Detecting this issue is quite a daunting task, and involves inspecting the memory layout of the classes and analysing the CPU cache lines. After identifying that the application indeed suffers from false sharing.
Let’s assume we have a message-id resource which is incremented every time when it is accessed by a single writer thread. With single writer principle, one can expect to have some performance improvements for message-id number generation as there is not any lock release/acquire steps, which would have happen between multiple threads.
However modern processors  have multiple cores that include cache lines, these cache lines generally store 64 bytes, therefore a CPU can align a number of variables into the same cache line regardless of their frequency access.

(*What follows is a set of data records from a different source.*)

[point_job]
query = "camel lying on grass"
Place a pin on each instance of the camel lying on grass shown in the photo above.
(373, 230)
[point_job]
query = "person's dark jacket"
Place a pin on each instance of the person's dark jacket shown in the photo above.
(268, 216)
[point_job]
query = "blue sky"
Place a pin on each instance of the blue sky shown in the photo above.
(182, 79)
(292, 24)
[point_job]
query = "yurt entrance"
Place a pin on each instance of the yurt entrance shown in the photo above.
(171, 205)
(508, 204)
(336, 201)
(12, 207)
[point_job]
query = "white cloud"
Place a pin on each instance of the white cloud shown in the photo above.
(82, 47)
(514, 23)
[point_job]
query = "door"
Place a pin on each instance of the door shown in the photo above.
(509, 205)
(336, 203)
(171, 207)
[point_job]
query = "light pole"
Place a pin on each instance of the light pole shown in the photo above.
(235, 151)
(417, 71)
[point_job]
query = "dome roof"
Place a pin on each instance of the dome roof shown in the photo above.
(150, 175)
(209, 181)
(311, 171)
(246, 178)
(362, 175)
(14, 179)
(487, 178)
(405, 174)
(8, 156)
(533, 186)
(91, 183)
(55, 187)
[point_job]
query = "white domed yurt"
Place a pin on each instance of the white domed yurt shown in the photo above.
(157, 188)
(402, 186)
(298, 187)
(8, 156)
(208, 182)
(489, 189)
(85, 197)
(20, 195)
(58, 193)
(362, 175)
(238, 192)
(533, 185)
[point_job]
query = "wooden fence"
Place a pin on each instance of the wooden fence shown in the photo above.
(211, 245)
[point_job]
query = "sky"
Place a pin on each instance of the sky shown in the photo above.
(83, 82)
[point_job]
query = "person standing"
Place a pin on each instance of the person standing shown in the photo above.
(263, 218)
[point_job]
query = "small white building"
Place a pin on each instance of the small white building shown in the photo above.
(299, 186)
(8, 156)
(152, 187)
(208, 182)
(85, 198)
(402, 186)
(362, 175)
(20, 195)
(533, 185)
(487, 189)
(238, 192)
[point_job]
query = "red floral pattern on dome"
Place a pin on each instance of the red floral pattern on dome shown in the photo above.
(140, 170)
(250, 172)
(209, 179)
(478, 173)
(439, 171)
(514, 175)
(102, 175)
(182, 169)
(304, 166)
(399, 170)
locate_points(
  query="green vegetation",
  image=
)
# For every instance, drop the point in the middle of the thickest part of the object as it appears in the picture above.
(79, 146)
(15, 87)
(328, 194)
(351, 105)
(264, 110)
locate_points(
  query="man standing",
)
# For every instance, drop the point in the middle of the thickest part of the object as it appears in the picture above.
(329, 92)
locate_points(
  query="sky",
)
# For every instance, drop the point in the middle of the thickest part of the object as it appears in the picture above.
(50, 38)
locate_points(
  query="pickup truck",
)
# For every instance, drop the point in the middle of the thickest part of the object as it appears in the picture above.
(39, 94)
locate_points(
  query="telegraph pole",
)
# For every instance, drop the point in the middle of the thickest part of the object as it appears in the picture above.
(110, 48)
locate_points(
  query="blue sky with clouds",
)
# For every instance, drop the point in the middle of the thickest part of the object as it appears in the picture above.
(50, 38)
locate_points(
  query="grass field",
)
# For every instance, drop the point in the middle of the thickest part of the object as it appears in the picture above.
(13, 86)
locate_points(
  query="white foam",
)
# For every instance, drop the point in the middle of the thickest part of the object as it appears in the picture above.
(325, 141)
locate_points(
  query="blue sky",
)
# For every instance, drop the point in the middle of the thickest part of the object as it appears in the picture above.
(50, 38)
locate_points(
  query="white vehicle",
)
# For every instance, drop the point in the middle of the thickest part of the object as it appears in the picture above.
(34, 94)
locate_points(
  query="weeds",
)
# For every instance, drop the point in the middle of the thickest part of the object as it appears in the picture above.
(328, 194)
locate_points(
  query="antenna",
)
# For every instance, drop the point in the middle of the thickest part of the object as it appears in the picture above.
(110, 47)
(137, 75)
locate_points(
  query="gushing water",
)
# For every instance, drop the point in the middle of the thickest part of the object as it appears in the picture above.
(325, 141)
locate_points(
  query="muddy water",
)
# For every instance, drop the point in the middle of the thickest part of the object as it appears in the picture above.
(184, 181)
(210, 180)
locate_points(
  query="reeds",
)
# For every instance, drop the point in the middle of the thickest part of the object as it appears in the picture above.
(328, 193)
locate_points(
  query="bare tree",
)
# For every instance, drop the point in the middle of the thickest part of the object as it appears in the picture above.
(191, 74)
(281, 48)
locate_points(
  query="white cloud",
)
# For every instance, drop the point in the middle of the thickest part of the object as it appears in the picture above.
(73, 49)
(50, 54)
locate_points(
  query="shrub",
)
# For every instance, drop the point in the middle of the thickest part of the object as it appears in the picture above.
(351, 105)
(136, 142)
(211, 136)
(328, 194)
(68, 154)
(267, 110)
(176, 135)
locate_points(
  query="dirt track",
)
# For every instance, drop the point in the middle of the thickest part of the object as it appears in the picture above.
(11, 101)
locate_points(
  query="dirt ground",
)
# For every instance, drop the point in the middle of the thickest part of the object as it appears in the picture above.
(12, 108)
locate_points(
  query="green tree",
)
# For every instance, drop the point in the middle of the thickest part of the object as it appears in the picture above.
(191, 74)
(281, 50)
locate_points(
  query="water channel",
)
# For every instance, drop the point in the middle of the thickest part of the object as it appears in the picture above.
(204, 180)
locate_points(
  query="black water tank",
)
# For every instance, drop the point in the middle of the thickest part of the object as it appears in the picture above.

Each time a cache line is updated, it has to be invalided, flushed to the RAM and then synced with other core’s cache lines.
Unfortunately there isn't any native way to avoid sharing a cache line with other variables up to JDK7, this issue has been fixed in JDK8 with the @Contented annotation.
However there are still ways to ensure that a variable is not shared with other variables in the same cache line, one of them is to make the shared variable big enough to occupy whole cache line so that another variable cannot fit into it. That’s generally achieved by creating an array of 64byte size, which is a 8-size long array in Java, then the shared variable is stored in one of the array position.
Unordered items
Cache line alignment
Here is a fruit basket containing mixture of fruits, imagine how easy to load/unload just apples amongst them compared to load/unload a rack having each fruit in a different rack?
This is like variables sharing the same cache line. The more we have control how data is decomposed, the easier to improve application performance.